Thursday, January 17, 2008

Primary results and musings

  • Hillary won an underwhelming 55% of the vote, while 40% voted Uncommitted. The Democratic National Convention delegate counts are as follows:
    • Statewide: Hillary 73, Uncommitted 55
    • At-Large: Hillary 16 (8 men, 8 women), Uncommitted 12 (6 men, 6 women)
    • Fourth District: Hillary 3 (two men, one woman), Uncommitted 2 (one man, one woman)

  • I call Hillary's win underwhelming because she was supposed to dominate this election. As John Nichols of The Nation writes:
    As the only leading Democratic contender to keep her name on the ballot after Michigan officials moved their primary ahead of the opening date scheduled by the Democratic National Committee, Clinton was perfectly positioned. She had no serious opposition. She also had the strong support of top Michigan Democrats such as Governor Jennifer Granholm and U.S. Senator Debbie Stabenow.
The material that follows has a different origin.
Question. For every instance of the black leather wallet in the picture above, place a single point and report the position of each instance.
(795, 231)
    Usually, a prominent presidential contender running a primary campaign without serious opposition and with strong in-state support from party leaders can count on winning 90 percent or more of the vote. That's how it went for George Bush when he was running without serious opposition in Republican primaries in 2004, and for Bill Clinton when he was essentially unopposed in the Democratic primaries in 1996.
  • On Michigan Liberal:
    • Mark Grebner tells us how each district voted.
    • Phil offers an analysis of West Michigan numbers.
    • Nirmal crunches the exit poll data.
    • Laura analyzes the youth vote numbers. Uncommitted actually outperformed Hillary among young voters!

  • You gotta love it: The Michigan Republican Party erroneously sent out a press release congratulating McCain on the victory he didn't have. Oops.

  • One more bit from Michigan Liberal, written by yours truly. Did holding the primary early have the desired effect of giving Michigan more influence in the nominating process? No.
    Had we held a February 5 caucus - an idea which I supported even when the caucus was set for February 9 all the while other states were moving theirs to February 5 - Michigan would have been the fourth-largest state with a primary or caucus that day (and the second-largest not including the home states of the front-runners). Candidates would have come to Michigan, and their campaigns - as well as our Party - would have been better for it.

    Yet some people decided that it was better for Dems to break DNC rules (arcane as they are) and base our delegate count on a primary that would not have gone on if not for four extreme conservatives on the state Supreme Court. MDP leaders knew that some of the candidates would not be campaigning if they decided to go with a primary, yet most of them chose to go ahead with it anyway.

    The result? Instead of having more influence in our nominating process, we have at the moment pretty much no influence (and it is uncertain whether we will have influence in the end). Instead of unity, as the LA Times put it, we have rancor. Instead of Michigan issues being at the forefront of the campaign, we are once again seen as a laughing stock to the rest of the country.